Love it or hate it, it’s that time — Daylight Saving Time — again.

Love it or hate it, it’s that time — Daylight Saving Time — again. DST has been around, in a sporadic even chaotic fashion, for almost a century and you can thank or blame the Americans. Despite Ben Franklin’s having half seriously suggested it as far back as two centuries ago, they didn’t invent it, they embraced it.

And when Uncle Sam catches cold we in Canada sneeze.

In 1895 New Zealand entomologist George Hudson’s proposed “two-hour daylight” shift aroused wide interest for a time. Prominent English contractor, outdoorsman and avid golfer William Willett, dismayed that so many Londoners slept through much of a summer’s day, suggested moving the clocks ahead during summer months. MP Robert Pearce echoed this proposal by introducing the first Daylight Saving Bill to the House of Commons in 1908 but it failed, as did others.

It remained for Germany and Austria to implement DST in 1916. With the First World War raging and vast quantities of vital coal being consumed in the production of electric power, by advancing the clocks an hour they extended evening daylight by an hour. You can argue that that nature delivers the same amount of daylight in the summer with or without DST, but tinkering with the clocks did and does help to serve the purpose of energy conservation. Ten other European countries including Britain quickly followed. The first Canadian provinces to do so, incidentally, were Manitoba and Nova Scotia.
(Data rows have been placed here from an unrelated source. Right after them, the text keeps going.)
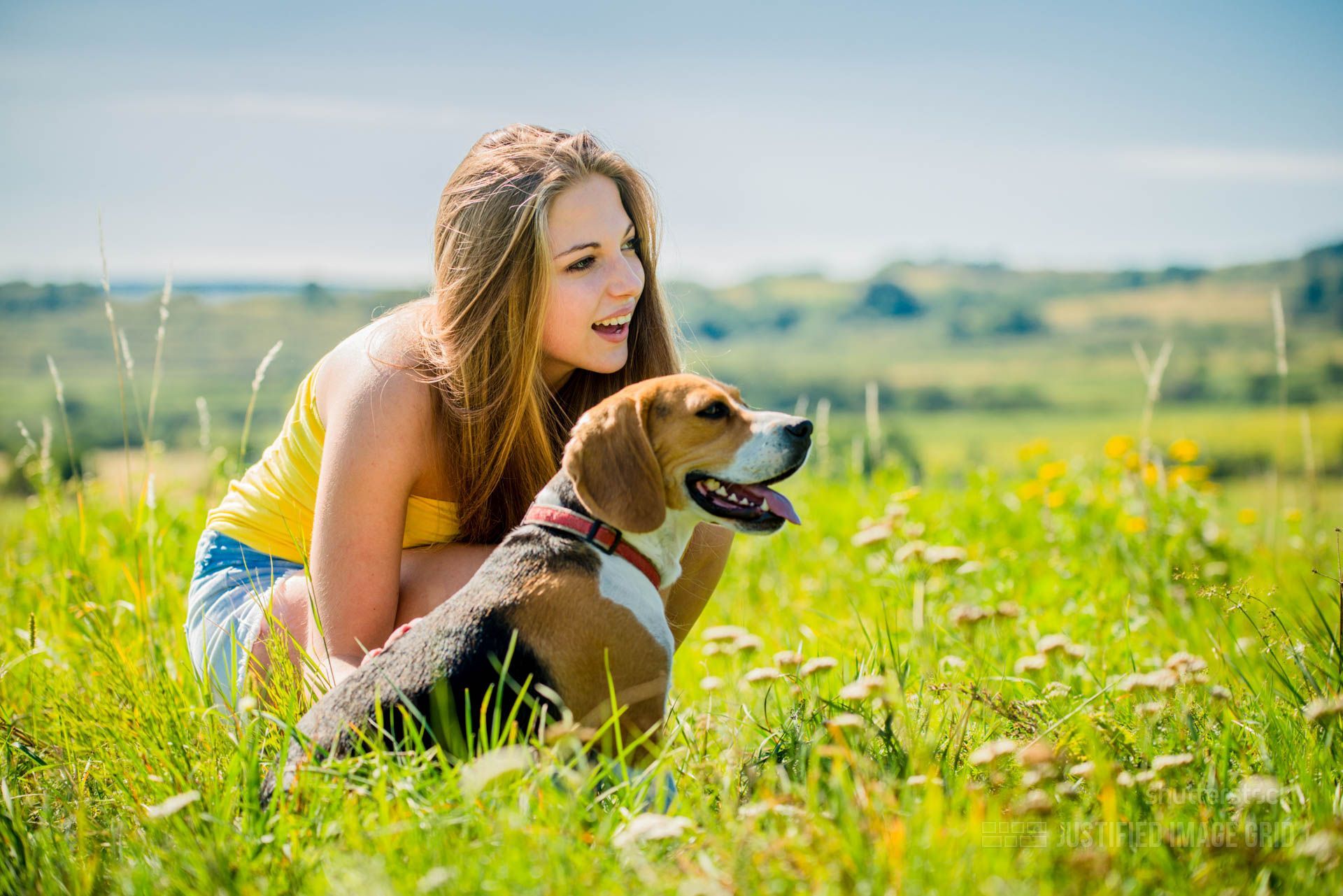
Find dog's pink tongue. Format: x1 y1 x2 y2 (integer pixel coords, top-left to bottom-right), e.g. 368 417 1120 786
737 485 802 525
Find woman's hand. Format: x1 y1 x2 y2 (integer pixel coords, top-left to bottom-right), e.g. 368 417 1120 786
359 617 425 665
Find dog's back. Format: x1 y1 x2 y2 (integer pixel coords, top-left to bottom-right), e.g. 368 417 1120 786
260 527 639 804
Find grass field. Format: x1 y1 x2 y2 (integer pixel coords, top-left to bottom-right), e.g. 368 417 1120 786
0 427 1343 893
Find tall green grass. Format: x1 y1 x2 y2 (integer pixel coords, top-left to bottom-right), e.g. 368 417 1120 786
0 422 1343 893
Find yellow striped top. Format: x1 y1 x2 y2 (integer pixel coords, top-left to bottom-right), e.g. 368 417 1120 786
206 357 458 564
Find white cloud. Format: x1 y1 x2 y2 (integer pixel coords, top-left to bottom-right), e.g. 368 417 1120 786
1114 146 1343 183
110 93 457 127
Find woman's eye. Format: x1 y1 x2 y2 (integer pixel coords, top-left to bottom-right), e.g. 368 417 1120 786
568 236 642 270
696 401 728 420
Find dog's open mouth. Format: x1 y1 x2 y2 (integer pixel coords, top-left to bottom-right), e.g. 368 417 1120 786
685 464 802 525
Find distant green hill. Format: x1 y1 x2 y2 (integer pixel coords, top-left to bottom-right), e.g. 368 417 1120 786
0 245 1343 483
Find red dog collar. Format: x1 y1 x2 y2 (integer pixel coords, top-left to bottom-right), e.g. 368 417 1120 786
520 504 662 588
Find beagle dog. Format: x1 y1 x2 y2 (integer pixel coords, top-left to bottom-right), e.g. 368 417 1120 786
262 374 811 804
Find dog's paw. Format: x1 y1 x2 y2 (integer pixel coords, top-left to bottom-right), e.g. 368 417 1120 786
359 617 425 665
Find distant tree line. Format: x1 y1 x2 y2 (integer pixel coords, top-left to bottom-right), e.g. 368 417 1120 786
1298 243 1343 327
0 286 102 317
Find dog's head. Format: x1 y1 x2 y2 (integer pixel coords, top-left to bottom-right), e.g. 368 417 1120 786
562 374 811 533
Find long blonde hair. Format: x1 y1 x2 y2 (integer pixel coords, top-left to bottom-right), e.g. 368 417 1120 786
386 124 682 544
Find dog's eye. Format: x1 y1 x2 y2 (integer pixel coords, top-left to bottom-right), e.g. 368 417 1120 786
695 401 728 420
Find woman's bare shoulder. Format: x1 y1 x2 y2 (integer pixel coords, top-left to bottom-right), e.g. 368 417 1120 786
313 302 434 435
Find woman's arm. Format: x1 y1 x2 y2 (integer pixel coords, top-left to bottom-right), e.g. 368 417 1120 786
308 349 428 684
665 522 736 648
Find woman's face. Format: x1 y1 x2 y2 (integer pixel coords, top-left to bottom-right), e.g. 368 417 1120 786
541 175 644 391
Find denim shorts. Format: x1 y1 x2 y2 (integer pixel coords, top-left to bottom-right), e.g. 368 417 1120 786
184 529 304 708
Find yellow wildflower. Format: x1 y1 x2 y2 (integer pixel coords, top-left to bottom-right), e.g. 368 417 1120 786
1170 439 1198 464
1105 435 1133 461
1038 461 1067 482
1016 480 1045 501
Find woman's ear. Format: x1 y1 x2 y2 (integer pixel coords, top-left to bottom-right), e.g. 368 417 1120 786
560 395 667 532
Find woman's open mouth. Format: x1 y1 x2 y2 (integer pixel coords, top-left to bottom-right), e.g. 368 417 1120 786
592 309 634 343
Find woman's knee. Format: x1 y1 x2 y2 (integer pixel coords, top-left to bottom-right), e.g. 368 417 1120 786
253 572 311 669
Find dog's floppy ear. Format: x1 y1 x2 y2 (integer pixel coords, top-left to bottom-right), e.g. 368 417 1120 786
562 395 667 532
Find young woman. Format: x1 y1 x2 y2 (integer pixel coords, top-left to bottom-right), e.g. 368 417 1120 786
185 125 732 705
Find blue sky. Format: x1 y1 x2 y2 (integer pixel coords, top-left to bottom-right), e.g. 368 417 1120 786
0 0 1343 285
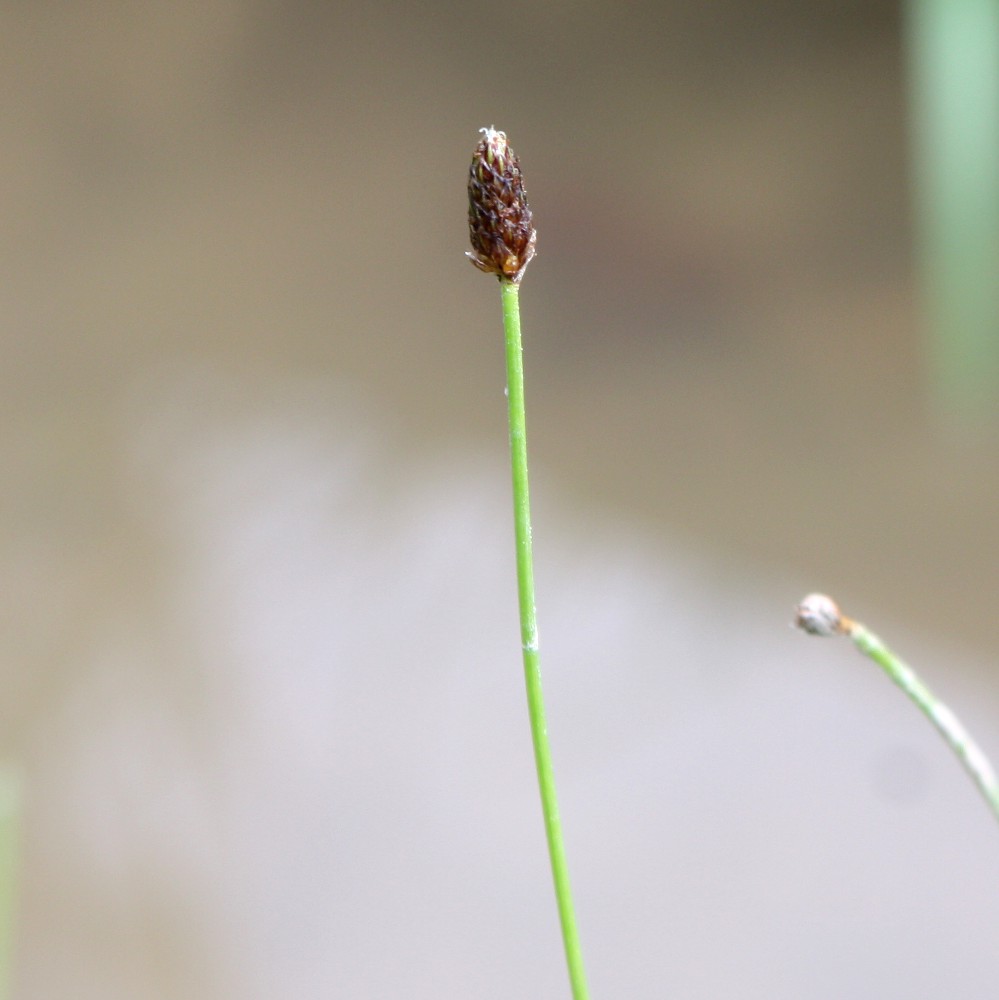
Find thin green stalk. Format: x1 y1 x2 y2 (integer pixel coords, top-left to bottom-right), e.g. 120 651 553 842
500 278 589 1000
795 594 999 820
848 622 999 820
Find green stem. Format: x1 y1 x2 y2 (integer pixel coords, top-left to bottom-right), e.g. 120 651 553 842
844 619 999 820
500 279 589 1000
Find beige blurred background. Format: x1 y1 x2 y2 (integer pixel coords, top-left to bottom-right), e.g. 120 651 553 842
0 0 999 1000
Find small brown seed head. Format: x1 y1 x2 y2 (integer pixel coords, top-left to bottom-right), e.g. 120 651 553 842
467 128 537 284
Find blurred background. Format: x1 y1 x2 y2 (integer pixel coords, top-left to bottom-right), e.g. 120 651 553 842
0 0 999 1000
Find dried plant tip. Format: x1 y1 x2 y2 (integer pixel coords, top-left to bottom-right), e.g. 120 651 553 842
794 594 852 636
467 128 537 284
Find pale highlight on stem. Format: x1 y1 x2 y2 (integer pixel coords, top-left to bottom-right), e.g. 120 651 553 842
794 594 999 821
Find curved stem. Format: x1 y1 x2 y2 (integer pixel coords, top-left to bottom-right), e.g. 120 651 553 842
500 279 589 1000
843 618 999 820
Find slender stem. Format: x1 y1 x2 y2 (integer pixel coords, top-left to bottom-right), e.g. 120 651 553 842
500 279 589 1000
843 618 999 820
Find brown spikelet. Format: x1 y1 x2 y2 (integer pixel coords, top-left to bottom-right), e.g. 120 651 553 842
467 128 537 284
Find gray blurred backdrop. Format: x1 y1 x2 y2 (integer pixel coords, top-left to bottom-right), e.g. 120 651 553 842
0 0 999 1000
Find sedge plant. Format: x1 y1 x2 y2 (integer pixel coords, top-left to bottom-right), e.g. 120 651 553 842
794 594 999 821
468 128 589 1000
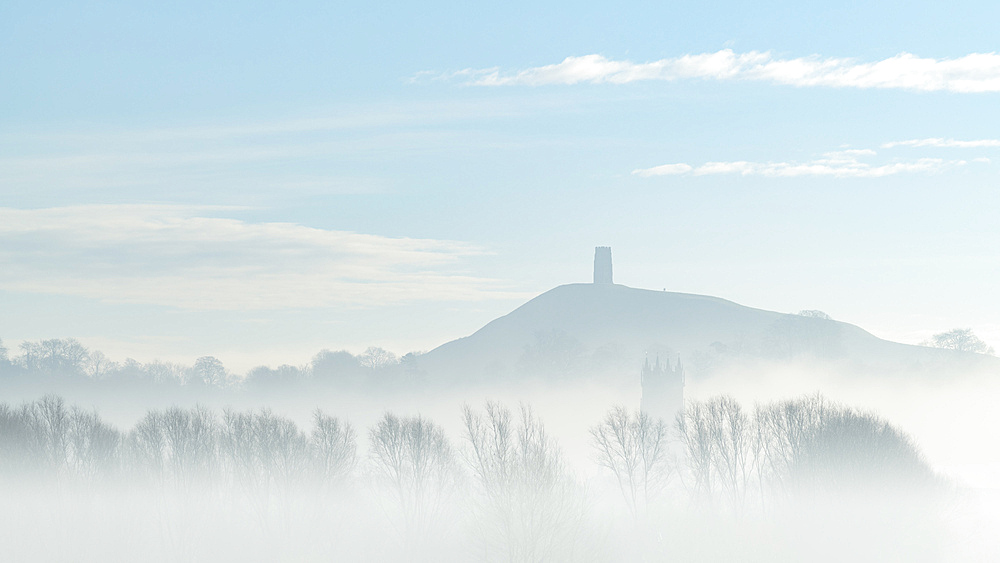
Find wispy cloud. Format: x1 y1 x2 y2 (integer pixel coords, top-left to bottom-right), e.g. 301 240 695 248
882 138 1000 149
0 205 513 310
449 49 1000 93
632 149 967 178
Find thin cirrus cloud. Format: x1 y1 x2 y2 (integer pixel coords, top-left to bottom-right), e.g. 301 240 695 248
632 149 981 178
882 138 1000 149
449 49 1000 93
0 205 515 310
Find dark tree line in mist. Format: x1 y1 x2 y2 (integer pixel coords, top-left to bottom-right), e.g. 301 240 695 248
0 338 422 391
0 396 941 561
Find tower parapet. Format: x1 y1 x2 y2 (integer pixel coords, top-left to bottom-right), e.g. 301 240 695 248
594 246 615 284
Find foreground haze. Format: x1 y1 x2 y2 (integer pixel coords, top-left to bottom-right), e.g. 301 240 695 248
0 0 1000 562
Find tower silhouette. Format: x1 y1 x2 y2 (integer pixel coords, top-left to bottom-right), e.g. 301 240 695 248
594 246 615 283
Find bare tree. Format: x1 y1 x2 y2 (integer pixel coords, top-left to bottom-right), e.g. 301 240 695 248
464 402 583 561
69 407 122 480
309 409 358 483
590 406 670 519
368 413 459 545
358 346 399 371
191 356 229 387
923 328 994 356
677 396 762 514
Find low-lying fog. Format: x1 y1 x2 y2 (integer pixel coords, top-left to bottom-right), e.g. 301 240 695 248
0 342 1000 562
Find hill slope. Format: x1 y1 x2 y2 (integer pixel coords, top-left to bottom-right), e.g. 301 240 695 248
419 284 1000 382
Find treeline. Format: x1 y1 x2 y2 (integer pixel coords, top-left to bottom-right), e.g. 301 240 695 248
0 338 423 391
0 396 935 506
0 396 941 561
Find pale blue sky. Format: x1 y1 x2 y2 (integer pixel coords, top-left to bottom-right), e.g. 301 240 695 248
0 1 1000 369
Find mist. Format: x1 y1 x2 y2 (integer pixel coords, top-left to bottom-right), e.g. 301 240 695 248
0 330 1000 561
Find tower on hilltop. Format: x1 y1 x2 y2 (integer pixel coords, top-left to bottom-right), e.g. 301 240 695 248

It took the Americans two years to see the light with the formal passing of “An Act to preserve daylight and provide standard time for the United States,” to begin two weeks after enactment, on March 19, 1918. Ironically, the law lasted only seven months, proving to be so unpopular that it was repealed in 1919. Not even President Wilson’s veto could save it. Why? Because most people got up earlier than we do today and they didn’t appreciate having to fumble around in the dark any longer than necessary; conversely, they also went to bed earlier.

Individual states were allowed to go their own ways, however, and Massachusetts and Rhode Island carried on with DST. As did, incredibly, several major cities including New York and Chicago. President Franklin Roosevelt put his foot down by imposing what was called War Time in February 1942, just two months after the U.S.’s entry in the war. With the return of peacetime, it was back to states and cities doing their own thing and creating near chaos, particularly in the broadcasting and transportation industries. It was so bad that along a 35-mile-long stretch of highway between Moundsville, West Virginia and Steubenville, Ohio, bus drivers and passengers had to adjust their watches seven times!

Various interests who were affected, for better and for worse, voiced their concerns accordingly. Farmers didn’t support DST for the obvious reason that livestock couldn’t adjust to arbitrary change, and, for equally obvious reasons, there was a particularly bitter fight between the owners of indoor and outdoor theatres! It was transportation companies that led the charge towards synchronizing watches nation-wide. By 1966 Congress enacted the Uniform Time Act. With President Lyndon Johnson’s signature, Daylight Saving Time officially took effect — but only in those states so inclined — from the last Sunday of April, 1966 to the last Sunday of October.

The White House re-entered the fray during the energy crisis of the 1970s; with the passing of President Nixon’s Emergency Daylight Saving Act, on Jan. 3, 1974, clocks were set ahead an hour as of Jan. 4, 1974 and reverted to Standard Time on Oct. 27. Again, not all states enlisted. In 1986 DST was revised to begin at 2 a.m. on the first Sunday of April through the last Sunday of October.

Not until the Energy Act of 2005 was DST extended although “Congress retained the right to revert to the 1986 law should the change prove unpopular” or if energy savings proved to not be considered sufficient to justify the exercise.

All of which explains why we in B.C. are lip-synching to the American tune. They are our biggest trade partner. As Royal Roads University professor of strategic and advanced international studies Terry Power explained to the Times Colonist, “We can do nothing about it whether we want to or not. If...you’re out of synch...there’s a potential 25 per cent impact on your gross national product”.

For reasons of their own, Saskatchewan doesn’t follow suit, nor does a section of northeastern B.C., the East Kootenay region, three communities in northwestern Ontario, the eastern tip of Quebec or Southhampton Island in Nunavut. Go figure.